New product Pico Product launches! In January last year, Raspberry Pi launched the $4 Raspberry Pi Pico, Their first product built on silicon designed by Raspberry Pi. At its heart is the RP2040 microcontroller, built on TSMC`s 40nm low-power process, incorporating two 133MHz Arm Cortex-M0+ cores, 264kB of on-chip SRAM and a unique programmable I/O subsystem.
Since launch, we`ve sold nearly two million Pico boards, and RP2040 has found its way into a huge number of third-party products. Fast cores, large memory, and flexible interfacing make RP2040 a natural building block for Internet of Things (IoT) applications. But, until now, Pico needed an external module to connect to the outside world. Well, not any more...
Today, we're launching three new members of the Pico family. The first is the Raspberry Pi Pico W bringing 802.11n wireless networking to the Pico platform, while retaining complete pin compatibility with its older sibling.

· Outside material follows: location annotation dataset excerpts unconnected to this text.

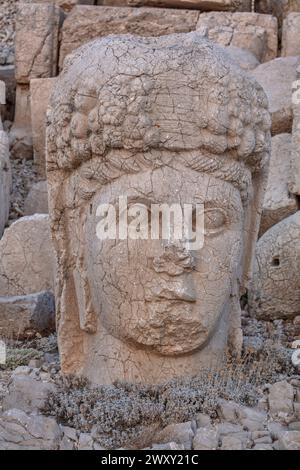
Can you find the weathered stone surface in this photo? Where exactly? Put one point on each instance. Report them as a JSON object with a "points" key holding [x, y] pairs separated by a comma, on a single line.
{"points": [[294, 186], [7, 75], [20, 136], [85, 23], [37, 200], [24, 316], [277, 78], [199, 132], [181, 433], [27, 393], [281, 396], [278, 8], [279, 203], [26, 257], [204, 5], [5, 179], [289, 440], [19, 431], [206, 439], [245, 59], [251, 31], [290, 35], [40, 90], [275, 288], [36, 42]]}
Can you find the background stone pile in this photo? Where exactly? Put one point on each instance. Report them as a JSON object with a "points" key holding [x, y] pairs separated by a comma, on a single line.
{"points": [[263, 37]]}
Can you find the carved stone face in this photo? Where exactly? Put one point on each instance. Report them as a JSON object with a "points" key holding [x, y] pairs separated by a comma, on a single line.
{"points": [[157, 294]]}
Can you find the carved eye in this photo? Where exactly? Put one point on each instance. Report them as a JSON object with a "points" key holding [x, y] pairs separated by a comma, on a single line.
{"points": [[215, 220]]}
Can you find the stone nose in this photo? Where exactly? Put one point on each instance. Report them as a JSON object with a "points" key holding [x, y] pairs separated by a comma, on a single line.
{"points": [[174, 260]]}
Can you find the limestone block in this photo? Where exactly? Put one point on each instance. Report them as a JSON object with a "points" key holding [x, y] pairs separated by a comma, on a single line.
{"points": [[251, 31], [7, 75], [85, 23], [36, 201], [20, 136], [5, 179], [24, 316], [289, 440], [294, 186], [26, 257], [281, 396], [21, 431], [279, 203], [36, 42], [204, 5], [275, 288], [40, 91], [245, 59], [291, 35], [278, 8], [170, 118], [277, 77]]}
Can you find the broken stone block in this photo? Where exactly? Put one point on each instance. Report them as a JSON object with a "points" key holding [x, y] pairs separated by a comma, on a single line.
{"points": [[27, 393], [289, 440], [206, 439], [281, 397], [24, 316], [181, 433], [40, 90], [5, 179], [21, 431], [7, 75], [278, 8], [274, 291], [277, 77], [26, 257], [244, 59], [36, 42], [294, 185], [251, 31], [290, 35], [204, 5], [20, 136], [279, 203], [85, 23], [36, 201]]}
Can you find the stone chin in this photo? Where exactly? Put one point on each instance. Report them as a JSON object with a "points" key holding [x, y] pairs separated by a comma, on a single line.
{"points": [[170, 328]]}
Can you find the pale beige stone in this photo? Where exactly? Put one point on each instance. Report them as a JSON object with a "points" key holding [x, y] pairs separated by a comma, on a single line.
{"points": [[130, 116], [21, 431], [291, 35], [40, 90], [5, 179], [277, 78], [251, 31], [294, 186], [281, 397], [275, 288], [21, 317], [26, 257], [36, 42], [279, 203], [20, 136], [85, 23], [36, 201], [204, 5]]}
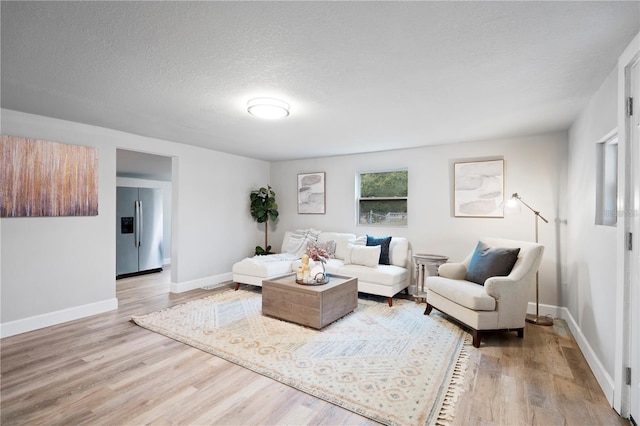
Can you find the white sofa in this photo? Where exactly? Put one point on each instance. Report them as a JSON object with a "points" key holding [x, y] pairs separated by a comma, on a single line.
{"points": [[499, 303], [382, 280]]}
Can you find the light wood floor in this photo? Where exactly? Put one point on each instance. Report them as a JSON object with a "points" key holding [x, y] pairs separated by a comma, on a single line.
{"points": [[106, 370]]}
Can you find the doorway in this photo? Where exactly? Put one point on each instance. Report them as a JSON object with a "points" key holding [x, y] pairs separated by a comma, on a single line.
{"points": [[144, 170]]}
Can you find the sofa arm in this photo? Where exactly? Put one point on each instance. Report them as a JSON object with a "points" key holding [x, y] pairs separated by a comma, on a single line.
{"points": [[511, 297], [454, 271], [502, 287]]}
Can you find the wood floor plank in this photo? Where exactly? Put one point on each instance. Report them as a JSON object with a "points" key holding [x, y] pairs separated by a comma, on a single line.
{"points": [[105, 370]]}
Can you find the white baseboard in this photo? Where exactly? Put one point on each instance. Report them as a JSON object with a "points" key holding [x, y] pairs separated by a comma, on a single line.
{"points": [[605, 381], [36, 322], [602, 376], [209, 282]]}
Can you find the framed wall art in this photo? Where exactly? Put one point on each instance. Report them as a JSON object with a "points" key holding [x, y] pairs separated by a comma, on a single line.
{"points": [[42, 178], [478, 189], [311, 193]]}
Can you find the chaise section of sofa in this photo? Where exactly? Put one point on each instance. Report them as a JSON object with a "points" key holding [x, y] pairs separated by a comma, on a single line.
{"points": [[373, 278]]}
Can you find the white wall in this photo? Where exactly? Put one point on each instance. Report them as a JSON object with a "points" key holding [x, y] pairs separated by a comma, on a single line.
{"points": [[591, 293], [535, 167], [166, 208], [61, 268]]}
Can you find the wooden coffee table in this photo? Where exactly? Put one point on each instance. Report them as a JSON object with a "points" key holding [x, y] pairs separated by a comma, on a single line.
{"points": [[314, 306]]}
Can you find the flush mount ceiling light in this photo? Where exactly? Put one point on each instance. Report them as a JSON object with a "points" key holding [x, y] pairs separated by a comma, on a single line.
{"points": [[268, 108]]}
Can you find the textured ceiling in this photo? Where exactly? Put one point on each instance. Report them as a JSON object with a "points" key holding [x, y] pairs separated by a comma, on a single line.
{"points": [[360, 76]]}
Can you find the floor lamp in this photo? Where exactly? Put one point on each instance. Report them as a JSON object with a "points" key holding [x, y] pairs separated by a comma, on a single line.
{"points": [[533, 319]]}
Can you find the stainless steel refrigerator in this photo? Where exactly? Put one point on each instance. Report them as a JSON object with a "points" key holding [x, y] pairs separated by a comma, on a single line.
{"points": [[139, 231]]}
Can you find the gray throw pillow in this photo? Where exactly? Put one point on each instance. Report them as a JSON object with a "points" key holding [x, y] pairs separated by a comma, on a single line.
{"points": [[490, 261]]}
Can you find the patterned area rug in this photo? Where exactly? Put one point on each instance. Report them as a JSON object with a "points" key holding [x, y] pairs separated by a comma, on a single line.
{"points": [[392, 365]]}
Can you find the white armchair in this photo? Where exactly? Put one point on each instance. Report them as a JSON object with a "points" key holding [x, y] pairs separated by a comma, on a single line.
{"points": [[498, 305]]}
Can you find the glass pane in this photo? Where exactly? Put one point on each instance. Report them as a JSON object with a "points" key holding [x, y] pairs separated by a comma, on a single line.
{"points": [[386, 184], [387, 212]]}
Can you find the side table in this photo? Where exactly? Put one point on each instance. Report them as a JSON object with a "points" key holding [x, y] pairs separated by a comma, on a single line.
{"points": [[425, 265]]}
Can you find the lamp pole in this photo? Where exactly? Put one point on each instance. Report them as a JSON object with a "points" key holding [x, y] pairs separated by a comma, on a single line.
{"points": [[535, 319]]}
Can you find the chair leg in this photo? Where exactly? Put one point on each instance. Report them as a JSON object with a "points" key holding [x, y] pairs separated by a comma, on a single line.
{"points": [[476, 338]]}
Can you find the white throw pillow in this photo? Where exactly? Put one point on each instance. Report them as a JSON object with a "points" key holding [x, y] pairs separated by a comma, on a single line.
{"points": [[362, 255], [359, 241]]}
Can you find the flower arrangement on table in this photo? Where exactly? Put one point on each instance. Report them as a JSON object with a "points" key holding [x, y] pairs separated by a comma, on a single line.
{"points": [[319, 253]]}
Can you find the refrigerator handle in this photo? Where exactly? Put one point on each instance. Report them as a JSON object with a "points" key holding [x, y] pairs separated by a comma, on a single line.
{"points": [[140, 221], [136, 235]]}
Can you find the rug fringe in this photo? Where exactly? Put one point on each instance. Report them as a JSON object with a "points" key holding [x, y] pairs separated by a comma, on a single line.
{"points": [[456, 387]]}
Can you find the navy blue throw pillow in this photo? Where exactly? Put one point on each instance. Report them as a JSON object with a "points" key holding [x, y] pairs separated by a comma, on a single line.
{"points": [[384, 248], [490, 261]]}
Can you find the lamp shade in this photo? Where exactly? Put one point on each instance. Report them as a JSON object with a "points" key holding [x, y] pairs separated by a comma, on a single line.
{"points": [[268, 108]]}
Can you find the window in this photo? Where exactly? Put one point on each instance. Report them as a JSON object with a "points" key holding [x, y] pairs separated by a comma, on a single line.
{"points": [[382, 198], [607, 181]]}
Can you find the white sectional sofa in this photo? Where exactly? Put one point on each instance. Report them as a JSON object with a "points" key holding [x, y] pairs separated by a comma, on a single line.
{"points": [[352, 258]]}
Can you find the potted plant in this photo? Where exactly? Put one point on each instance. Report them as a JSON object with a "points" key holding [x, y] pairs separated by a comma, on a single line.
{"points": [[263, 208]]}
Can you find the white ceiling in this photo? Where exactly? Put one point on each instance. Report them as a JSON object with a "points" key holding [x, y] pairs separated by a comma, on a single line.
{"points": [[360, 76]]}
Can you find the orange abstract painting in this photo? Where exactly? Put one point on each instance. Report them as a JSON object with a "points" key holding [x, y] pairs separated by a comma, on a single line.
{"points": [[42, 178]]}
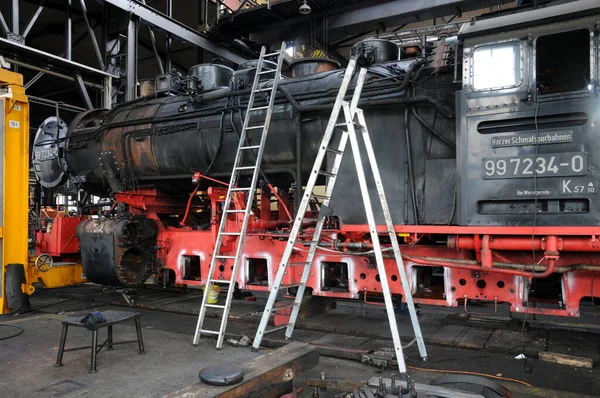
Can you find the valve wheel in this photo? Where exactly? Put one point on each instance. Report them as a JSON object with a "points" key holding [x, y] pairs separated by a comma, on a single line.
{"points": [[44, 262]]}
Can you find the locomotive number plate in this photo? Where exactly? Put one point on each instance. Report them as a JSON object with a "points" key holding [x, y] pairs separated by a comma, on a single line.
{"points": [[544, 165]]}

Like all modern Raspberry Pi boards, the radio circuitry is encapsulated in a metal shield can, reducing compliance costs for customers who want to integrate it into their own products.
Eagle-eyed readers of datasheets will notice that the CYW43439 wireless chip from Infineon supports both Bluetooth Classic and Bluetooth Low-Energy. However, Bluetooth is not enabled on Pico W at launch, but may be in the future. Watch this space...
The second product launch is the Pico H, which is the existing Pico with pre-soldered headers. A Pico WH will follow in August which offers both new features on the same board.
Here's a short video introducing the new members of the Pico family:
Software and documentation
For C developers, today`s release of the Pico SDK includes wireless networking support. The network stack is built around lwIP, and uses libcyw43 from Damien George (of MicroPython fame) to communicate with the wireless chip. By default, libcyw43 is licensed for non-commercial use, but Pico W users, and anyone else who builds their product around RP2040 and CYW43439, benefit from a free commercial-use license.
MicroPython users can download an updated UF2 image with networking support for Pico W. This UF2 firmware we`re making available for Pico W is a separate build to the existing MicroPython firmware for our original Pico board.